This is a story about Scott. He has a medical condition affecting his genito-urinary system. In the words of my two-year old, Maggie, this condition sounds yucky.

Like other employees with a genito-urinary disorder, Scott didn’t want his medical condition broadcast.

To. Anyone.

In requesting FMLA leave for his condition, Scott submitted medical certification containing “sensitive and detailed” information about the ailment.   Thereafter, Scott claimed:

  • A manager blabbed about Scott’s medical condition at a meeting involving eight other employees (Scott apparently was not present); and
  • Coworkers approached him, asking about the condition and making jokes and obscene gestures about his condition in front of him.

Really?  The naive kid in me wonders, “Does this really happen in today’s workplace?

Notably, Scott wasn’t complaining that the employer denied him FMLA leave. Rather, Scott argued that his employer violated the FMLA when his managers disclosed his medical condition to those without a need-to-know and when his coworkers ridiculed him for it.

To the court, the issue was a straightforward one. Under the FMLA, confidentiality of medical information is an employee right, and the allegation here is that the employer violated that right. Therefore, even if the employer granted to Scott all the FMLA leave he was entitled, the court found it possible that the employer still “materially affected” Scott’s working conditions when it allegedly breached confidentiality and other employees mocked Scott for his condition.  Holtrey v. Collier County Bd. of Commissioners

Insights for Employers

What are the takeaways from this sad case? Let me count the ways:

  1. Need I remind you? Employers, please train your managers about their obligations under the FMLA! Prohibiting disclosure of sensitive medical information must be covered in that FMLA 101 course you should convene every year.

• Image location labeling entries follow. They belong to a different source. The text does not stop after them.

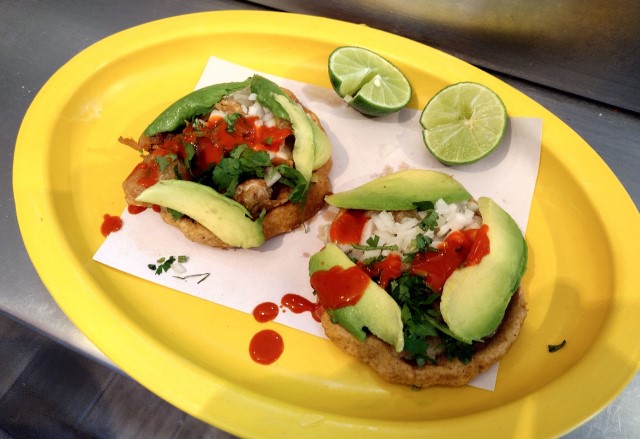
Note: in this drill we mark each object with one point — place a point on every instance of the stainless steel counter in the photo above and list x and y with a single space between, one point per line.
36 38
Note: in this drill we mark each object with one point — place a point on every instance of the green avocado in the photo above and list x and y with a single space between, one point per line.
228 220
376 310
400 191
322 146
474 298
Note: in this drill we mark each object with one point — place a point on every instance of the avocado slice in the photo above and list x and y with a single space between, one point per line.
474 298
304 146
227 219
376 310
322 146
400 191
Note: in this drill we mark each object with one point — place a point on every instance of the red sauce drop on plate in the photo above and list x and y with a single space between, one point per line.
110 224
298 304
134 210
266 347
265 312
339 287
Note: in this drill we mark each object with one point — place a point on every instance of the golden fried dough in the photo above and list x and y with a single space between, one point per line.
388 363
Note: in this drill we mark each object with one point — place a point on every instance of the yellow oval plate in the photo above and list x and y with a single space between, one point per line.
583 234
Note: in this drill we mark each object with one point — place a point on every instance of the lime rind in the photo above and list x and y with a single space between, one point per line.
463 123
367 81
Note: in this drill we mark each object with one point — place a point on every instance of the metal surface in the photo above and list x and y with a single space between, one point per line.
590 48
36 38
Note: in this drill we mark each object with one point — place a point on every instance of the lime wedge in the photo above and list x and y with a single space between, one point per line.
367 82
463 123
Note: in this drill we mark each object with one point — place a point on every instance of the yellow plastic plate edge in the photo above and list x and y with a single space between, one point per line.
189 392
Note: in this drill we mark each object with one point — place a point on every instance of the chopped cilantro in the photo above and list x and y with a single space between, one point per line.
372 244
423 205
556 347
421 319
164 264
242 162
231 119
296 181
164 160
190 152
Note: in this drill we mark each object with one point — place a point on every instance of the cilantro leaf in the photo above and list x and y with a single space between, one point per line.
295 180
164 160
164 264
190 152
231 119
242 163
372 244
556 347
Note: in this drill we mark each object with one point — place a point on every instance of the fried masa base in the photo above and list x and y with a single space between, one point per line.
276 221
383 358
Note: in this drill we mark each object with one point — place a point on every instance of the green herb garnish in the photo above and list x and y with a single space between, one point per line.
242 162
164 160
296 181
372 244
556 347
231 120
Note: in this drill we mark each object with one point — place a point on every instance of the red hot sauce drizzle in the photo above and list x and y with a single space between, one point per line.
298 304
266 347
265 312
460 248
339 287
110 224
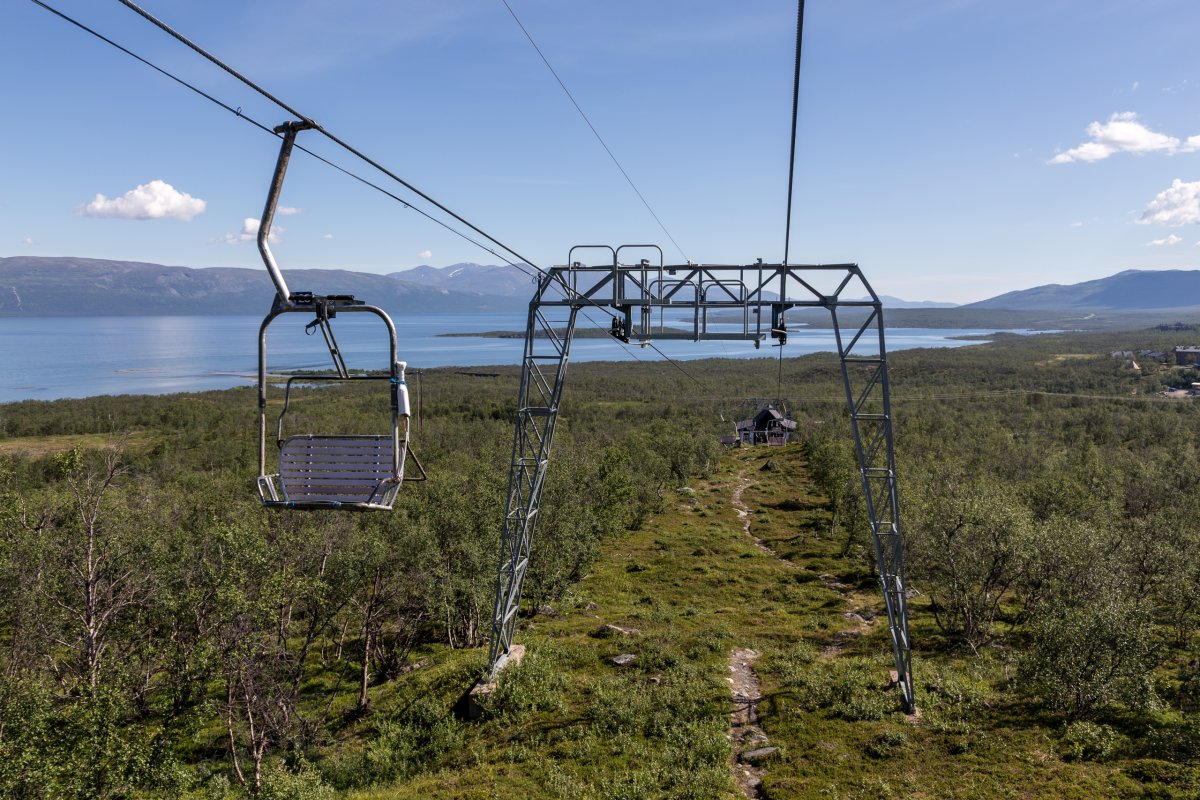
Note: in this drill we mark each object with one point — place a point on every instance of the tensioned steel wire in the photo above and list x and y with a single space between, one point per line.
376 164
237 112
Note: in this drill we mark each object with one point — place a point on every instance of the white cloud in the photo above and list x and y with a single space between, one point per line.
250 233
1123 133
1165 242
1177 205
154 200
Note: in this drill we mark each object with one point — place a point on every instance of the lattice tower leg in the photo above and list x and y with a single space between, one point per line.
543 373
864 371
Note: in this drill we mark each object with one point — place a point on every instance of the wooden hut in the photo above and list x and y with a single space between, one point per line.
769 426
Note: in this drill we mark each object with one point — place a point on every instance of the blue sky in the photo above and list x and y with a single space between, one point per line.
955 149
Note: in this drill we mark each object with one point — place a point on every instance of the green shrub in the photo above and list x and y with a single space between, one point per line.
849 689
299 782
528 687
1089 741
886 745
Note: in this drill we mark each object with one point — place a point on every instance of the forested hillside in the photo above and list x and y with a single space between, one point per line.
166 637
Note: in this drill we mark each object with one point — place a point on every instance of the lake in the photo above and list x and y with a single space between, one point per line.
81 356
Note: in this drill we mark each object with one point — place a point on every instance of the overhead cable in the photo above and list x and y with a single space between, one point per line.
387 172
796 108
240 114
317 126
594 132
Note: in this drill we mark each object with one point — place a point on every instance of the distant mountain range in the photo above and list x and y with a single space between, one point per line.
75 287
79 287
496 281
1132 289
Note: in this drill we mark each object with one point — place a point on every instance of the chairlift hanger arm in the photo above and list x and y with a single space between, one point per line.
288 132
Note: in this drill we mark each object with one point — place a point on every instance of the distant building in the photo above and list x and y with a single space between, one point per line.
768 427
1187 355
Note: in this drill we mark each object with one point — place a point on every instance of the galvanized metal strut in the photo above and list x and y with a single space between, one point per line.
745 302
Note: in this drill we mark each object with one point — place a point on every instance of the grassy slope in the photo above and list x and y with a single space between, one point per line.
569 723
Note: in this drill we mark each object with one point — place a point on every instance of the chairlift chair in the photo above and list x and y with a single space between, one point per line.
327 471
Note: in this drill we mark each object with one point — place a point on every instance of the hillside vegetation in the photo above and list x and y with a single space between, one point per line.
166 637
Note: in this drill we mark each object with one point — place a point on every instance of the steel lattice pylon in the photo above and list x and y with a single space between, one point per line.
747 302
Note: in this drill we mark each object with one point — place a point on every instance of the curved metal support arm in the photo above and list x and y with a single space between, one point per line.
288 130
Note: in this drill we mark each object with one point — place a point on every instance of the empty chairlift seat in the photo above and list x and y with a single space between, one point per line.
347 470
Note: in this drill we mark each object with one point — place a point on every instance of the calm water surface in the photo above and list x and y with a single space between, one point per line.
82 356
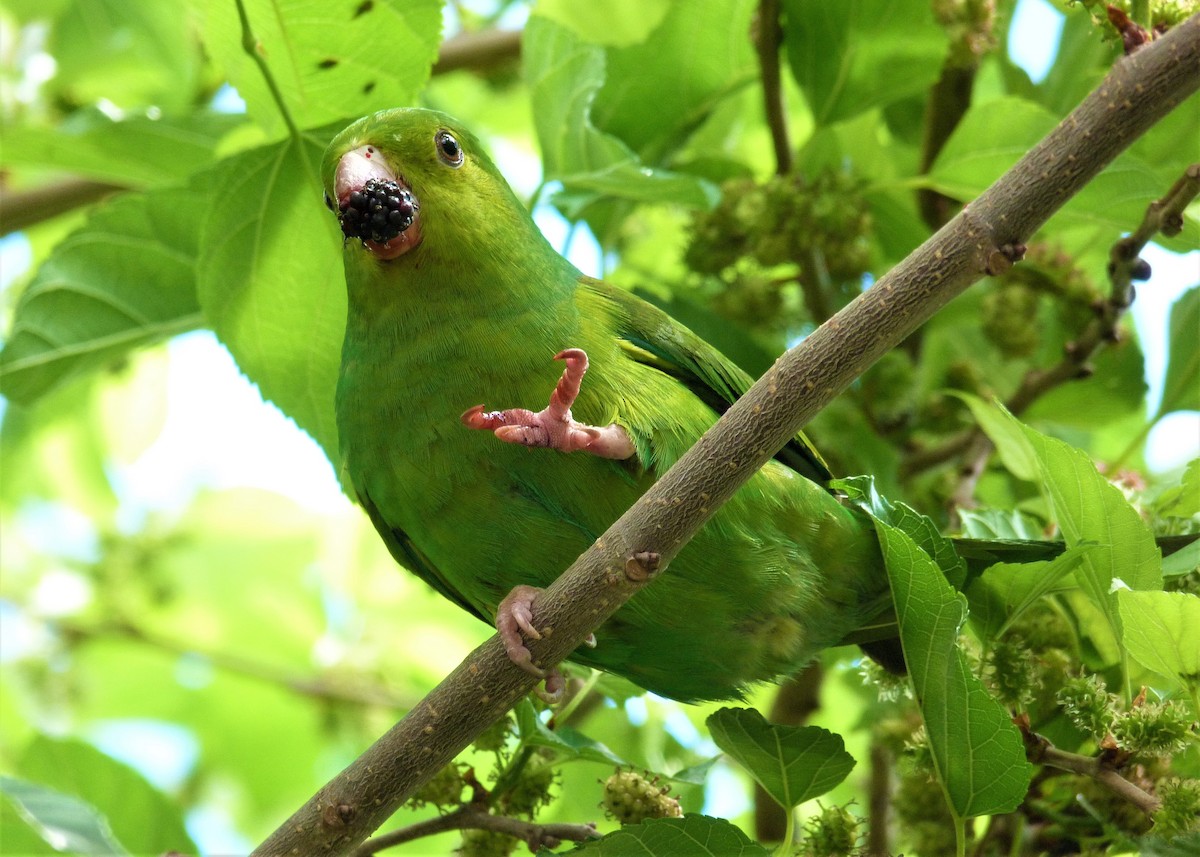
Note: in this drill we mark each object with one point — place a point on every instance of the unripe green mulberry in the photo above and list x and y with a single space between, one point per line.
832 833
1180 811
531 791
630 798
1011 319
486 844
1156 729
1089 703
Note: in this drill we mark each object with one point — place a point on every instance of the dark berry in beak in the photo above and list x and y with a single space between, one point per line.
379 211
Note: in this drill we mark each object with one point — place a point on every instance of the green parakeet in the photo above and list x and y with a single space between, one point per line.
455 299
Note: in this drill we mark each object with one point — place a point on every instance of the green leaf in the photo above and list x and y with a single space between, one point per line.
168 149
1089 508
1012 445
1181 388
693 835
1162 631
613 23
124 280
1018 586
564 76
995 135
66 822
855 55
568 743
1182 562
270 280
331 59
142 817
990 138
861 491
695 774
977 750
659 91
1182 499
999 523
131 53
792 763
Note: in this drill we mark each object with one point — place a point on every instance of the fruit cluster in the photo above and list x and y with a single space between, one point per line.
378 213
630 798
767 239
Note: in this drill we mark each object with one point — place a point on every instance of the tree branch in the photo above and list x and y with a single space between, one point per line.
478 51
306 685
472 816
982 239
1041 751
22 209
1163 215
767 37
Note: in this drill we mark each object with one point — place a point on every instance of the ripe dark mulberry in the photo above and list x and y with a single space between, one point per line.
378 213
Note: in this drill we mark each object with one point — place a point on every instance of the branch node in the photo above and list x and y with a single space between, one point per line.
642 565
337 815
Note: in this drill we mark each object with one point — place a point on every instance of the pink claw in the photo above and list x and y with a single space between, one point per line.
514 617
553 426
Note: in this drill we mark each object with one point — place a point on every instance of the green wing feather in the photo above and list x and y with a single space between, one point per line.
654 339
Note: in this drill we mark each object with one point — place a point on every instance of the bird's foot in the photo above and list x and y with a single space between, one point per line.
553 426
514 618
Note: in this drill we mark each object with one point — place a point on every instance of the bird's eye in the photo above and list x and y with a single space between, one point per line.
449 149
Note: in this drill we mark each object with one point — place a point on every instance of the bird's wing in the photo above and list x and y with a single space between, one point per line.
654 339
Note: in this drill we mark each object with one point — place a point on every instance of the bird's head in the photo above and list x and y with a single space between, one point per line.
407 178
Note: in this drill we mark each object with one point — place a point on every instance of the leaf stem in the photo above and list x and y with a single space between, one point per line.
785 845
251 45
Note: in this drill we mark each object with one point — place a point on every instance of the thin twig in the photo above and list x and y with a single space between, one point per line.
473 816
1101 768
315 688
251 45
982 239
767 40
1163 215
23 209
478 51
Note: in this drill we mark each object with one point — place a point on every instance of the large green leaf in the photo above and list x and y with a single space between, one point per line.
70 823
1005 591
270 279
977 750
659 90
136 151
792 763
1115 389
1181 389
567 743
331 59
564 76
921 528
125 279
855 55
142 817
131 53
615 22
1090 509
693 835
995 135
1162 631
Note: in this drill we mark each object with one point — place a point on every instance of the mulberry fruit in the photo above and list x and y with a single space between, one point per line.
378 213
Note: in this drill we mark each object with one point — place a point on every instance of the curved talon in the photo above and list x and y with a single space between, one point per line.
553 426
514 617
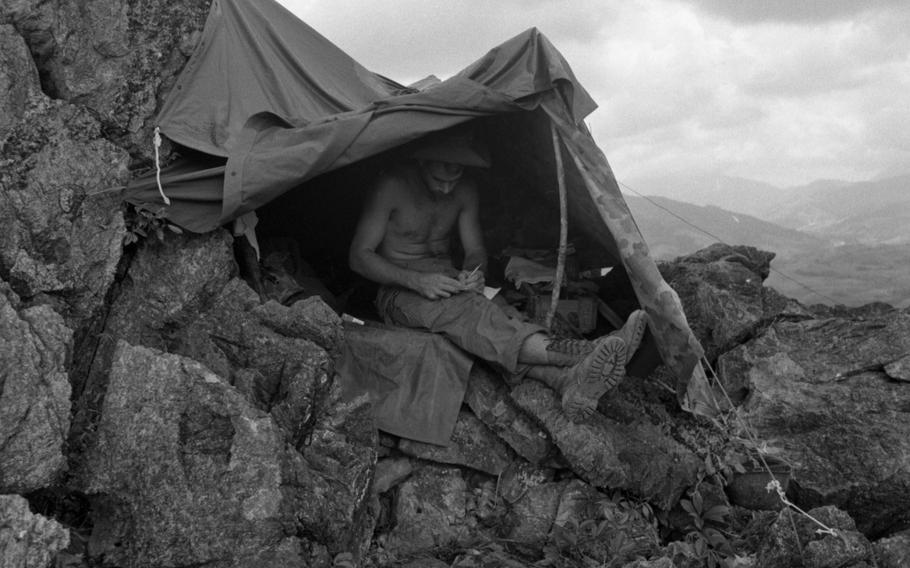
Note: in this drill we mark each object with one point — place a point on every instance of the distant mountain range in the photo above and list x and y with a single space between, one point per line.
871 212
836 242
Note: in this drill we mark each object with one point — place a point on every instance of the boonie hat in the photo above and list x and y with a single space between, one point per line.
455 146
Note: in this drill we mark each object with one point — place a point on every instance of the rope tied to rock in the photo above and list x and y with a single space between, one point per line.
157 143
774 484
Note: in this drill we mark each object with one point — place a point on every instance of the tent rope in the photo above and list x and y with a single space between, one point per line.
774 484
720 240
563 229
157 143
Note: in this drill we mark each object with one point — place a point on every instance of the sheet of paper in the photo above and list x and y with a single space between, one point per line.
490 293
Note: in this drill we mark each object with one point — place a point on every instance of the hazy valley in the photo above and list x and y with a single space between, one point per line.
836 242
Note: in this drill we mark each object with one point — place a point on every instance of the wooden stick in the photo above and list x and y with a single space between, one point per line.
563 228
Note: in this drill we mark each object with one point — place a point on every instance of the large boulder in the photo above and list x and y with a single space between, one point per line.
488 397
62 230
167 286
721 291
35 346
27 540
431 509
116 59
795 539
606 453
185 471
821 391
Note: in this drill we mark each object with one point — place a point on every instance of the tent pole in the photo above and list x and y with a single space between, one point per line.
563 229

When you don’t train, you end up with lawsuits like this one.
  2. While you’re at it, don’t forget anti-harassment training, too.  When you apparently have employees joking about another employee’s medical condition and making obscene gestures in front of him (whaaat!?!), you have a problem.
  3. Under what circumstances can medical information be shared with others? In its ADA guidance, the EEOC warns that this information can be shared only for extremely limited purposes:
    •  to supervisors and managers where they need medical information in order to provide a reasonable accommodation
    •  to first aid and safety personnel if an employee would need emergency treatment
    •  to individuals investigating compliance with the ADA and with similar state and local laws
    •  pursuant to worker’s compensation laws (e.g., to a state worker’s compensation office in order to evaluate a claim) or for insurance purposes.
  4. Me thinks the employer missed a critical legal argument here — that the FMLA affords no private right of action only for a violation of confidentiality. I don’t want to get my readers bogged down in the legal morass here, but it’s hardly clear that the FMLA allows an employee to sue for this alleged violation. So, we’ll save this argument for another, more appropriate case.